I was never in anything like scouts, so I’m not sure if people feel it’s a positive or not.
I don’t know if you mean it provided support to you or was a dumping ground where you were expected to “man up”.
I’ll preface that my dad is a good dad, not perfect, and I love him, but some of this article was painful to read.
It’s ironic, but independence isn’t something you can learn all by yourself. Boys need tolerant, empathetic adults in their lives in order to become self-reliant. They need to know that we care about and value them, even when we don’t agree with their desires and decisions.
This hurt to read. My dad was brutal if you were going against his wishes. He would really pressure you and it killed my older brother’s relationship with him for over a decade after a major falling out. There were many years where my dad didn’t get to see his own grandson except once a year, all over things which in hindsight turned out perfectly fine.
Why do they do this? Mostly because they simply aren’t aware of boys’ greater need for what Tronick calls “emotional scaffolding.” In fact, many of them still operate from a dusty playbook on masculinity that tells them to toughen up their sons
My dad, very explicitly, had the position that if you didn’t do manly things you would turn out gay. Gay was bad, and so was going effeminate things. He wasn’t alone back then either, he got that pressure from his whole family. There was a lot of those old fashioned ideas of masculinity growing up, which my mom rightfully called stupid.
I like my relationship with my dad a lot now, he’s changed a lot, and he’s a much better dad than when I was younger.

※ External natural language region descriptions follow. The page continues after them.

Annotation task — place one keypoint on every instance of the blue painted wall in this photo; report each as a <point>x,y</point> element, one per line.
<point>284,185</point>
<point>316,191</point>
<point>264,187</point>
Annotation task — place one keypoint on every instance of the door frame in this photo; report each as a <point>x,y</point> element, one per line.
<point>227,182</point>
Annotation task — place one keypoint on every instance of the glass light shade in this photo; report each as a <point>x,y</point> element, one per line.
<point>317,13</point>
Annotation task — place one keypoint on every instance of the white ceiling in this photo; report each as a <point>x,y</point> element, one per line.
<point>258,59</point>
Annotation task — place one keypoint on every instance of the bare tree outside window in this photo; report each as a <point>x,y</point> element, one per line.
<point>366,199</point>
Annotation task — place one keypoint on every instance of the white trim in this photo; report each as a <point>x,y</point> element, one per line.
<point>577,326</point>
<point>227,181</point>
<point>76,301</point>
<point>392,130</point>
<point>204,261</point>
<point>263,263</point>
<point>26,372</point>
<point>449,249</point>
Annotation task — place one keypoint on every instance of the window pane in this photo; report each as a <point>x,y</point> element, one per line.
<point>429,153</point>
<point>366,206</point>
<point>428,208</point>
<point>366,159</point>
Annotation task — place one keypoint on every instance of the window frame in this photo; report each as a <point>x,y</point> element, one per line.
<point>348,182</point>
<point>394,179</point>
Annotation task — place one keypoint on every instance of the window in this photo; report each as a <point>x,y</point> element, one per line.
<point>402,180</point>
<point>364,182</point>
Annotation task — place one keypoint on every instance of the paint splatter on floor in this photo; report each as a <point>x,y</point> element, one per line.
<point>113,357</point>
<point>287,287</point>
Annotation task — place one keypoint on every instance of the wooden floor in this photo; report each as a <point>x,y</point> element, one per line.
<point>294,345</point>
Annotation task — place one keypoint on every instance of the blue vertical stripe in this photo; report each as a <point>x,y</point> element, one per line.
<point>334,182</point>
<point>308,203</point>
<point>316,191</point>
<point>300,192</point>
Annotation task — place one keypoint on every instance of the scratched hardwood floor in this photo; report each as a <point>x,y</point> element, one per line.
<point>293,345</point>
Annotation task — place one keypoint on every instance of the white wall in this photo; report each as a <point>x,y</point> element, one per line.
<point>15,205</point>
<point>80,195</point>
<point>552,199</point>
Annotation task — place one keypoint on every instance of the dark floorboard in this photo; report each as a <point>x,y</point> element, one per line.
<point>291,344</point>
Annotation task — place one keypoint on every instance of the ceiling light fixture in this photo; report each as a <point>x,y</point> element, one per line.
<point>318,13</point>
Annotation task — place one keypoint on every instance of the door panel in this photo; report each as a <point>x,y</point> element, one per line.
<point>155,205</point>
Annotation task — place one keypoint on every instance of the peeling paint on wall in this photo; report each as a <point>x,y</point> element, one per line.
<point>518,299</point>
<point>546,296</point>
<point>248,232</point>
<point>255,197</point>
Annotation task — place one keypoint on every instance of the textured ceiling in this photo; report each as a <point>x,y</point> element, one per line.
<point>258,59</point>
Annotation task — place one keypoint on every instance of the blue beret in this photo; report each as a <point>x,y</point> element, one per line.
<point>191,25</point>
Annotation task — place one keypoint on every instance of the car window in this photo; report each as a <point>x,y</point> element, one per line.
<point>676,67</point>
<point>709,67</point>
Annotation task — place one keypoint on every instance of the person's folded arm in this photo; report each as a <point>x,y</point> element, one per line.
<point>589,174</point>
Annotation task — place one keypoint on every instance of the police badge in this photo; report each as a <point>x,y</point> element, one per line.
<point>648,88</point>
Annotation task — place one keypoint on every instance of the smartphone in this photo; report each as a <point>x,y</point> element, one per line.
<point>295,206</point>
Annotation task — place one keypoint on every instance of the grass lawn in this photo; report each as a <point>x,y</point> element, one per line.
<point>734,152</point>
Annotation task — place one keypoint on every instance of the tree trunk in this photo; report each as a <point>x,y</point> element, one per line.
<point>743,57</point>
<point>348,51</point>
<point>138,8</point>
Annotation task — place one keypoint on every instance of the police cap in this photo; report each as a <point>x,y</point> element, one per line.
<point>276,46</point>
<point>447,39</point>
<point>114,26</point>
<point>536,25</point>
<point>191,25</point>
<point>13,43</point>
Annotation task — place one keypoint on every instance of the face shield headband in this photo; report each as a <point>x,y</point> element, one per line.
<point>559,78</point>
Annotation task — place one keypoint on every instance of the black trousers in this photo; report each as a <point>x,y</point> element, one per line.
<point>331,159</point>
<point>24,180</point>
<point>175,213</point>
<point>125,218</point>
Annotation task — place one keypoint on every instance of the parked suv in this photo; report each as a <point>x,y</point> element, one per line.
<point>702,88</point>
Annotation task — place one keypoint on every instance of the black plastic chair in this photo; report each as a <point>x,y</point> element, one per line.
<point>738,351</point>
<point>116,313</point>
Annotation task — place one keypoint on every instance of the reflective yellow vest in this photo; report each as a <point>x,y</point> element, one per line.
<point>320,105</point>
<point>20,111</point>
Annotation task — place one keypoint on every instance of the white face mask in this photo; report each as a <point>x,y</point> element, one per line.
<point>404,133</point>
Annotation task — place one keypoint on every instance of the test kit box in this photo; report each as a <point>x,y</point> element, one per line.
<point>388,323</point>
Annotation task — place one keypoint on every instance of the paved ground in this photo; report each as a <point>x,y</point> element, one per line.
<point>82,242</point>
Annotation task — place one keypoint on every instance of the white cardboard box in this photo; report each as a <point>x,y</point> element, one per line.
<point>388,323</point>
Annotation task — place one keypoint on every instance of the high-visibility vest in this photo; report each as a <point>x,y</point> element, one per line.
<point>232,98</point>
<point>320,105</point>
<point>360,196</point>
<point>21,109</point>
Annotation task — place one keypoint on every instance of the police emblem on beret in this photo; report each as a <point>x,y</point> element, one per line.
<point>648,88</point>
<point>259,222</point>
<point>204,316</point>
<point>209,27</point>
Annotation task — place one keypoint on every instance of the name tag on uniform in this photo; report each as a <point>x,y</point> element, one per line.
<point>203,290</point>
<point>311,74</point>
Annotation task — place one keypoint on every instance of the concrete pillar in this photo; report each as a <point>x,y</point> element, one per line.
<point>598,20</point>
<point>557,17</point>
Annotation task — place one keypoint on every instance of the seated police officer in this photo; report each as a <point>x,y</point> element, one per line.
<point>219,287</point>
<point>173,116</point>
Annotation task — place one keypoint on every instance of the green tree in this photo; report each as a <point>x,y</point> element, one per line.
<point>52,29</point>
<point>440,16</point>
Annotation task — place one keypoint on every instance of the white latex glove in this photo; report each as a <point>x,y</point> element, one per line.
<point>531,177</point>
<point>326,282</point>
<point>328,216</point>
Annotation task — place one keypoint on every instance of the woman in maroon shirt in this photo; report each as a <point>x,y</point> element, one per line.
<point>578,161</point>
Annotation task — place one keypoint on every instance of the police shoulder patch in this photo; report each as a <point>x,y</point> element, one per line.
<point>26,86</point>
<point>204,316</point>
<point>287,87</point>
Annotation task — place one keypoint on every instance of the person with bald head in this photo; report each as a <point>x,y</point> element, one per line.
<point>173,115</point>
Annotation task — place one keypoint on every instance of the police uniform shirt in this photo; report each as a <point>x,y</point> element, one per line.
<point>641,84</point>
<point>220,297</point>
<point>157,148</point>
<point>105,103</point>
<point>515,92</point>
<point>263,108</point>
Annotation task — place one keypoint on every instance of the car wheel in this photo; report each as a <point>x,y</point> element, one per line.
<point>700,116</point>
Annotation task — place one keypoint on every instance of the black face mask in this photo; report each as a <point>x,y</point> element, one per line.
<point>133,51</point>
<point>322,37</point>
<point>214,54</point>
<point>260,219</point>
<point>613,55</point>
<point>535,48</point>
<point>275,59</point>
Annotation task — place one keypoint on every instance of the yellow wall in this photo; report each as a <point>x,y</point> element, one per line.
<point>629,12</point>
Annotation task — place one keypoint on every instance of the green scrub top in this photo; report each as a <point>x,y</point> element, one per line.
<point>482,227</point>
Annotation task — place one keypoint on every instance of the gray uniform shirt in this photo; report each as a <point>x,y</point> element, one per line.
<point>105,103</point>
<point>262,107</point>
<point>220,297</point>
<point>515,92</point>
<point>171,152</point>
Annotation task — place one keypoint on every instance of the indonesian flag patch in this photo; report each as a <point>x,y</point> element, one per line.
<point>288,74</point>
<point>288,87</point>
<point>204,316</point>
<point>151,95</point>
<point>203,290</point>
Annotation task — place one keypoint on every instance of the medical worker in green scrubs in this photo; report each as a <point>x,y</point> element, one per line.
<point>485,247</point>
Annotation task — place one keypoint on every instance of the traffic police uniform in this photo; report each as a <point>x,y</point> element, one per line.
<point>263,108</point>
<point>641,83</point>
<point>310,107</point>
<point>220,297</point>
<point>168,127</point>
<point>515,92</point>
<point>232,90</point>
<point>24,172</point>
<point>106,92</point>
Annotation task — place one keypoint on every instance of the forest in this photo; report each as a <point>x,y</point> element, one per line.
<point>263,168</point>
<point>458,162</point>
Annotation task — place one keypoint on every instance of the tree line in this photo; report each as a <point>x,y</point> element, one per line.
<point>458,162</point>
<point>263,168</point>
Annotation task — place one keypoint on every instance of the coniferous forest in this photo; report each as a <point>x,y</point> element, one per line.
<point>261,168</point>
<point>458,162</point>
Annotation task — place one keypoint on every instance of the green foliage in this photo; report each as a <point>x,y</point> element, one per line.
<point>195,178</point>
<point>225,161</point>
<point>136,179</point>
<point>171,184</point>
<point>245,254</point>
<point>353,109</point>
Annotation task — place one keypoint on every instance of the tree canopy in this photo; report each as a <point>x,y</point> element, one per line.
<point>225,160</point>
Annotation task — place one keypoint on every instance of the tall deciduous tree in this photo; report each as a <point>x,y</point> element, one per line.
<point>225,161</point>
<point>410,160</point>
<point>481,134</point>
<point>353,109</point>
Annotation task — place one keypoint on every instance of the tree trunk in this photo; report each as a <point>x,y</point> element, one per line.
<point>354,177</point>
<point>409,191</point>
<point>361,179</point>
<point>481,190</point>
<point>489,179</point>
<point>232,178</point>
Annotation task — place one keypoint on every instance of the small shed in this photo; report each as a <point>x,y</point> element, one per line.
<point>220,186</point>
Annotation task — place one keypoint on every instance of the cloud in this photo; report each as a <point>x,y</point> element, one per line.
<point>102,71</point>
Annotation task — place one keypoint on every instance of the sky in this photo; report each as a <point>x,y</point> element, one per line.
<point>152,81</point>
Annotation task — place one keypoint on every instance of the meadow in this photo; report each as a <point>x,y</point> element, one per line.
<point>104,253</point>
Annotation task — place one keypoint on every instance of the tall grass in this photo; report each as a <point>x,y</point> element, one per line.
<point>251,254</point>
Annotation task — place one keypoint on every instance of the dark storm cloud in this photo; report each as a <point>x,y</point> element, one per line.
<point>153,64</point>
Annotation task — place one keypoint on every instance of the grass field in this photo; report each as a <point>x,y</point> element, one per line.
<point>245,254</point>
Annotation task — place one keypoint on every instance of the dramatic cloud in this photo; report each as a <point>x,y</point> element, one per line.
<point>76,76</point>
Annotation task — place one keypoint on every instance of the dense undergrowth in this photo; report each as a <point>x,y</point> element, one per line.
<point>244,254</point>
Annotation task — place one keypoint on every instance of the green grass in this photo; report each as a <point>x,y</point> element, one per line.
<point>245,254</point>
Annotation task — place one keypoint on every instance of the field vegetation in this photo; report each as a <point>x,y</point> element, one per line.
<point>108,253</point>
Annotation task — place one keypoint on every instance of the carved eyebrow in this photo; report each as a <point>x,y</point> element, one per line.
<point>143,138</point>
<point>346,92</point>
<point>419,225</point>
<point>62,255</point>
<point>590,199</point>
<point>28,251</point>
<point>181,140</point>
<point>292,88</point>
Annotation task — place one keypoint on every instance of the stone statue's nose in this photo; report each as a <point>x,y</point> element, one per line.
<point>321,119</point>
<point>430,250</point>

When I was a kid he was intimidating, but could also be very fun, and you really wanted to make him happy.
I don’t know what changed, but over the years he’s really chilled out, he’s a great listener, and he’s got a bunch of creative hobbies that frankly he would have made judged himself about if he were the same as 30 years ago.
Ask that to say, some wounds still hurt, but also people can change for the better. This information is getting out there and hopefully we can all kill off our toxic masculinity biases.